Fake Docker Daemon

ephemerd provides a fake Docker Engine API server that translates Docker CLI calls into containerd operations. This allows CI jobs to run docker build, docker run, and docker push without a real Docker daemon or privileged containers.

Problem

CI jobs frequently call docker build, docker run, and docker push. GitHub’s hosted runners have a real Docker daemon available.
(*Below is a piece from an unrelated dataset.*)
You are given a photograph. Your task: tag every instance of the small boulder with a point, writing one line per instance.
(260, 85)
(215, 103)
Self-hosted runners behind ephemerd do not – containers run with restricted capabilities (no CAP_SYS_ADMIN) and there is no Docker daemon inside.

Users hit this when:

Workflows call docker build to produce container images.
Workflows use services: to spin up databases/caches as sidecars.
Workflows call docker run to test images they just built.

Architecture

+------------------------------+
|  Job Container               |
|                              |
|  docker build -t myapp .     |
|       |                      |
|       v                      |
|  /var/run/docker.sock        |
+----------+-------------------+
           | Unix socket
           v
+------------------------------+
|  ephemerd (fake Docker API)  |
|                              |
|  POST /build -> buildah bud  |
|  POST /containers/create     |
|     -> containerd            |
|  POST /images/create         |
|     -> containerd pull       |
+----------+-------------------+
           |
           v
+------------------------------+
|  containerd (embedded)       |
|                              |
|  Pulls remote images         |
|  Creates sibling containers  |
|  Same network, same firewall |
+------------------------------+

Each job gets its own fake daemon instance (pkg/dind/dind.go). The daemon maintains an in-memory image store and a temp directory for OCI layers. All state is scoped to the job and destroyed when the job exits.

API Translation

Implemented Endpoints

Docker API	ephemerd action	Status
`GET /_ping`	Returns `OK` with API version 1.45 headers	Done
`GET /version`	Returns `27.0.0-ephemerd` version info	Done
`GET /info`	Returns minimal system info with image count	Done
`GET /images/json`	Lists images from the in-memory store	Done
`POST /images/create`	Pulls images via containerd, stores in memory map	Done

Planned Endpoints

Docker API	ephemerd action	Status
`POST /containers/create`	Create sibling container via containerd	Not yet
`POST /containers/{id}/start`	Start containerd task	Not yet
`POST /containers/{id}/exec`	Exec process in containerd task	Not yet
`POST /containers/{id}/stop`	Kill containerd task	Not yet
`DELETE /containers/{id}`	Destroy container via containerd	Not yet
`POST /build`	Stream build context, run `buildah bud`	Not yet
`POST /images/{name}/push`	Push via `buildah push`	Not yet

Not Supported

Docker API	Reason
`docker compose`	Compose is a client-side tool making many API calls. Basic `docker compose up` may work if it only uses `create` + `start`, but no guarantees.
`docker network create`	Jobs share the ephemerd CNI network. Custom networks are not supported.
`docker volume create`	Use bind mounts from the job’s workspace instead.
Swarm / Kubernetes APIs	Not applicable.

Sibling Containers

Sidecars created via docker run are sibling containers – they run alongside the job container, not inside it. They share the same CNI network and firewall rules. From the job’s perspective, sidecars are reachable at their container IP.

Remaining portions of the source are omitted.